Barack Obama inherited a very elevated deficit from George W. Bush. That deficit was maintained for a number of years, partly due to a number of automatic stabilizers, such as unemployment insurance, welfare benefits, tax credits, and food stamps. These programs can go up in cost automatically as the number of those in need increase. Deficits arise when the government wishes to continue programs to keep the economy stable by maintaining aggregate demand. This spending is not always throwing good money after bad. Every dollar of aid is money that is pumped into an economy that sorely needs to avoid precipitous drops in economic activity. So it's a two-fer, in that badly needed aid helps citizens that then spend it into the economy. (Though deficits are not always about maintaining economic levels. Sometimes, as with many Republican presidents, deficits are driven by higher defense spending and tax cuts.)

Another look at the same data tells another kind of story:


This is very much the same data, but the story it tells is that Obama did not increase spending the way George W. Bush did in all of his years, though Obama has not reduced much spending either. A case can -- and should, from my perspective -- be made that spending should have increased as stimulus at a time when rates were low (below zero, in fact) and infrastructure spending would have lifted the economy, with a resulting increase in government revenues from taxes. Nonetheless, this chart shows that Obama has not been a big spender.

Now, let's look at a bit of a deceptive chart:


This chart shows the relative rise in debt for five presidents. It's true as far as it goes, but it doesn't represent an increase in the national debt as commonly understood. This shows all publicly held debt, also known as "gross federal debt," which includes debt held by the public. This also includes consumer debt. Consumers grew their share of debt under George W. Bush and have deleveraged during Obama's time. So it looks like the "debt" has gone down under Obama. Technically this is true, but it's not true about the national debt, which has soared under Obama.

Obama's soaring deficits were inherited from the Great Recession under George Bush. A strong case -- already made in this piece and firmly held to be true by non-austerians -- can be made that the federal government had no choice but to maintain these spending levels, which have gone down because of the sequester and lessened in terms of debt by the modest tax increases brought on by the expiration of the upper-end Bush tax cuts.
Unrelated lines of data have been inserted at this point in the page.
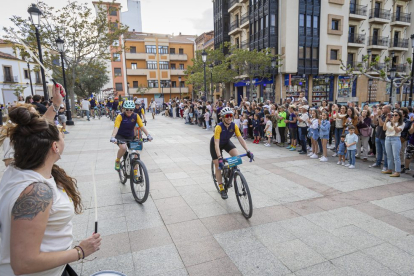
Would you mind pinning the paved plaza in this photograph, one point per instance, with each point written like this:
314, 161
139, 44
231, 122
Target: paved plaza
310, 218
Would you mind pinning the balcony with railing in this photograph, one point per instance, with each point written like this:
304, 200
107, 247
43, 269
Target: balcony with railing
379, 42
399, 44
379, 16
356, 40
244, 20
401, 19
358, 12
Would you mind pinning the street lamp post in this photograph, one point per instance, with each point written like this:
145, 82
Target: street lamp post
412, 72
179, 84
61, 48
30, 76
35, 14
204, 58
370, 89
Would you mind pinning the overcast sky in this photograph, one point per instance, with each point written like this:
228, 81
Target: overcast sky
189, 17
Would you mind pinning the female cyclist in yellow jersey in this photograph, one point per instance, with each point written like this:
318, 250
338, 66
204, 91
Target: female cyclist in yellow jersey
124, 129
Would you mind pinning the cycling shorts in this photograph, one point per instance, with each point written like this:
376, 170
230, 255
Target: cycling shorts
227, 147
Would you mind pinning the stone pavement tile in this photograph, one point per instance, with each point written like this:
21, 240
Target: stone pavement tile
396, 259
296, 255
372, 210
187, 231
157, 260
328, 245
149, 238
177, 214
397, 203
172, 202
122, 263
221, 223
303, 207
108, 226
258, 262
360, 264
356, 237
326, 268
200, 251
220, 267
113, 245
399, 221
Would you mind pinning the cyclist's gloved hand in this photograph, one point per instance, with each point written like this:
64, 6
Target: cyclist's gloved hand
221, 163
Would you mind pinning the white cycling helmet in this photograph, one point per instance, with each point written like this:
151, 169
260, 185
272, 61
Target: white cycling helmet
129, 104
226, 110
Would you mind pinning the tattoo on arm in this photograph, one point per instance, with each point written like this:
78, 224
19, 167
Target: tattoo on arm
32, 201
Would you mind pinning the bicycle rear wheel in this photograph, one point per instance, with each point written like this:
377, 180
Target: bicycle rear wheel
244, 199
139, 181
122, 172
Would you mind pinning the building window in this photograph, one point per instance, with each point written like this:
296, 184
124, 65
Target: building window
162, 49
163, 64
334, 55
116, 57
118, 86
151, 65
153, 84
335, 25
151, 49
117, 72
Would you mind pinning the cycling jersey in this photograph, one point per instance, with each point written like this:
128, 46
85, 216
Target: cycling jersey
222, 133
126, 124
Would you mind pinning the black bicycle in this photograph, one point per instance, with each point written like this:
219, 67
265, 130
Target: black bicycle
132, 167
231, 172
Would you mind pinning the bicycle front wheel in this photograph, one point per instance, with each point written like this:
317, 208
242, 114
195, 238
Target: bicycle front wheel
244, 198
139, 181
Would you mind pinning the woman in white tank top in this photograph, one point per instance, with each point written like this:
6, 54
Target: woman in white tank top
35, 212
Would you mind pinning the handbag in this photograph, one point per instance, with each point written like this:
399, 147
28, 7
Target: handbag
366, 132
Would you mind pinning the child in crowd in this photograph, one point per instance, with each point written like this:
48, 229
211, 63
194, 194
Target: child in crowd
351, 140
207, 119
245, 126
325, 127
342, 150
268, 130
314, 133
256, 129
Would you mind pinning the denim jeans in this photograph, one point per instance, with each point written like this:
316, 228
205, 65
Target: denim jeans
338, 133
352, 157
393, 147
380, 145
The point is the chart is misleading. It's unnecessarily misleading because the case for Clinton and Obama not raising spending and debt as much as the three Republicans in the chart can be made with distorting data. But to see how statistics in charts and graphs can really distort the truth for a political point, let's look at what the Heritage Foundation has produced to trash Barack Obama.


The distortion here is that the deficits handed off to Obama by Bush are attributed to Obama as if he created them. No, he inherited them, and since then they've started to fall and continue to fall. But if we don't want to show that Obama's deficits are falling, we project way into the future what spending on defense, Social Security, and Medicare will do to our national debt if we don't increase revenue -- which we can, by the way, to pay for them.


This is distorting data two ways: One, it represents all public debt as being the same as national debt, which is different, and two, it projects bad new out to make it look as if Obama and the Democrats -- the liberal "big spenders" -- are destroying our children's future. That future doesn't happen if the right choices are made.

But let's rub it in:


Sure, project high debt out as far as the eye can see and it looks pretty grim. And this is our future because ???

To finish this data fest, here's Obama's recent falling deficits. One look:


This shows that deficits rose under Johnson (Vietnam), Ford (stagflation), Reagan and Bush I (defense spending, tax cuts), and Bush II (defense spending, tax cuts, Great Recession). Shortly after Obama took over, deficits began to fall precipitously, mostly because of the economic recovery, albeit slower than hoped because of austerity politics. Another look:


Deficits resulted from the Great Recession and have been falling ever since and are projected by the CBO to continue to fall. Why?


Job growth, of course. 2013 (stats not included here) has seen continued tepid job growth. It's not enough to get us back to full potential, but it is helping to fix the deficits, for now.

Yes, I make the case that things have gotten better (slowly) under Obama. Distorted data graphs can make things look worse (or better). Moral? Look at how the chart or graph is put together and who's constructing it. People have agendas, and people will distort.